Eventually, I stopped co-signing cloned notes and developed my own electronic charting style that briefly documented my own clinical assessment, plan of care and discussions with the family. My eureka moment came when I realized that we physicians still discuss the patient’s illness, treatments and diagnostics as a story, telling the relevant history of sickness over time. If physicians still speak to each other in the language of narrative, why not write this way as well?
The hospital EMR does enable the use of the so-called free text notes that allow the physician to write without restraint, without fill-in-the-blanks or click-the-choices. The EMR permits the use of larger, easier-to-read type. Certainly, short, multiple, double-spaced mini-paragraphs are much easier to compose and read. Other time-saving techniques include the use of the complex cumulative sentence that splices together sentences and phrases, as well as the liberal use of conjunctions and commas.

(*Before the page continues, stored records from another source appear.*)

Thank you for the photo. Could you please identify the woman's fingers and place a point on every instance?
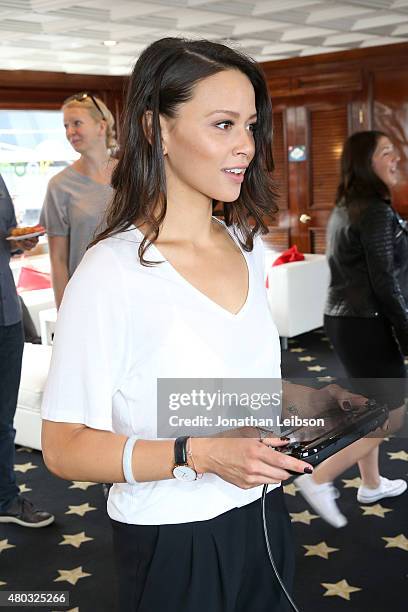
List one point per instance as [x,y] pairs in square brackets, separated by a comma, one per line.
[282,461]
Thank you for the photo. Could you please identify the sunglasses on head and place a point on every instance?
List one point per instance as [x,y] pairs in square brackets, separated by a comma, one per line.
[83,96]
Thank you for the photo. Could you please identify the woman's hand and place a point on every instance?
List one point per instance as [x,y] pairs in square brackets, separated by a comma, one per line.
[246,461]
[25,244]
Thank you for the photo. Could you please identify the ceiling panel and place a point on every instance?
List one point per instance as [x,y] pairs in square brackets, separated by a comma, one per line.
[69,35]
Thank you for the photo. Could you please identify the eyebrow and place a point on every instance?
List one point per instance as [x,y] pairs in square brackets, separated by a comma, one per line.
[227,112]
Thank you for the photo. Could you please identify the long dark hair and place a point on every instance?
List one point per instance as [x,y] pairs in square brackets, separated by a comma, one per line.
[163,78]
[359,183]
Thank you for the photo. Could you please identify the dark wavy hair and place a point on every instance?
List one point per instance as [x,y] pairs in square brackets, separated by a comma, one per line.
[163,78]
[359,183]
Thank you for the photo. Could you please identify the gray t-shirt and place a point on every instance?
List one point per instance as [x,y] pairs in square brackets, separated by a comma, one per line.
[75,206]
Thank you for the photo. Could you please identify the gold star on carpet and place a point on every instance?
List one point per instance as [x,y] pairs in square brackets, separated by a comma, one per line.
[75,540]
[352,483]
[397,542]
[402,455]
[77,484]
[290,489]
[302,517]
[376,510]
[71,576]
[80,510]
[4,545]
[341,589]
[320,550]
[24,467]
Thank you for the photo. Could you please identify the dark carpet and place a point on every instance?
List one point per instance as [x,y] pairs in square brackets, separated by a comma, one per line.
[360,568]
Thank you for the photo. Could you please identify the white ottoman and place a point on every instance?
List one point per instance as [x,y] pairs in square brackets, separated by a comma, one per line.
[37,300]
[297,293]
[27,421]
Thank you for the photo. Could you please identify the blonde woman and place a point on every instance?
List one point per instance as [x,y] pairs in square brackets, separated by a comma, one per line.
[78,196]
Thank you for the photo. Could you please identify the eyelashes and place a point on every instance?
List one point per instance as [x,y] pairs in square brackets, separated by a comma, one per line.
[229,124]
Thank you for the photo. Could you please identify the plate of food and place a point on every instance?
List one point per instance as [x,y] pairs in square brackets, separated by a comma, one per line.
[24,233]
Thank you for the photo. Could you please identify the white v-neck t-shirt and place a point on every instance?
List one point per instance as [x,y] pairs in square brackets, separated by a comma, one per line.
[121,326]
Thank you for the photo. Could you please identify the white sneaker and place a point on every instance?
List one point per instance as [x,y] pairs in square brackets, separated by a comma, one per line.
[321,497]
[386,488]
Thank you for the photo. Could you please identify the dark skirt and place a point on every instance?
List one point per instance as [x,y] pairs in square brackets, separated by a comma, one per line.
[371,357]
[218,565]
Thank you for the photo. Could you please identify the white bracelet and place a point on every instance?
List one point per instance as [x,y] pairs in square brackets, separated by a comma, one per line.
[127,460]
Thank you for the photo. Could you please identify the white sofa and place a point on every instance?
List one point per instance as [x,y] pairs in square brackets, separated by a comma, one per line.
[27,421]
[297,293]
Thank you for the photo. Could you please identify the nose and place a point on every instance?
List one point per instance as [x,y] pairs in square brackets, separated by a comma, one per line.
[245,144]
[69,131]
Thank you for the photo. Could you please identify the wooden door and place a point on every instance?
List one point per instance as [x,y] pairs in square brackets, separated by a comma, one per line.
[322,129]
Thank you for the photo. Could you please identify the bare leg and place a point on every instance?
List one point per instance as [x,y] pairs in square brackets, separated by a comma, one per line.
[369,469]
[341,461]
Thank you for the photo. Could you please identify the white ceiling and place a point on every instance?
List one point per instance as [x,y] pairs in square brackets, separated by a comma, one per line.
[68,35]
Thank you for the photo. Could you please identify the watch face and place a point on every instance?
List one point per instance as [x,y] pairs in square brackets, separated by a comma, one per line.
[184,472]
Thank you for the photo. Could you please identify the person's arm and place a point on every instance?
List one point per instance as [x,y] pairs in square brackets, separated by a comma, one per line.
[378,240]
[76,452]
[55,218]
[59,257]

This can create highly dense clauses and modifying phrases that eliminate unnecessary words and make for more concise writing.
Since EMRs are still in their infancy, physicians on relevant hospital committees should lead the development of standards for copy and paste, limiting indiscriminate cloning, and encouraging new forms of documentation within the EMR. Physicians can develop their own clinical narrative writing style based on the traditional narrative and tailor it for the computer screen. Although EMR cloning is tempting, using it wisely will improve patient safety and assist in staying compliant with insurance and government regulations.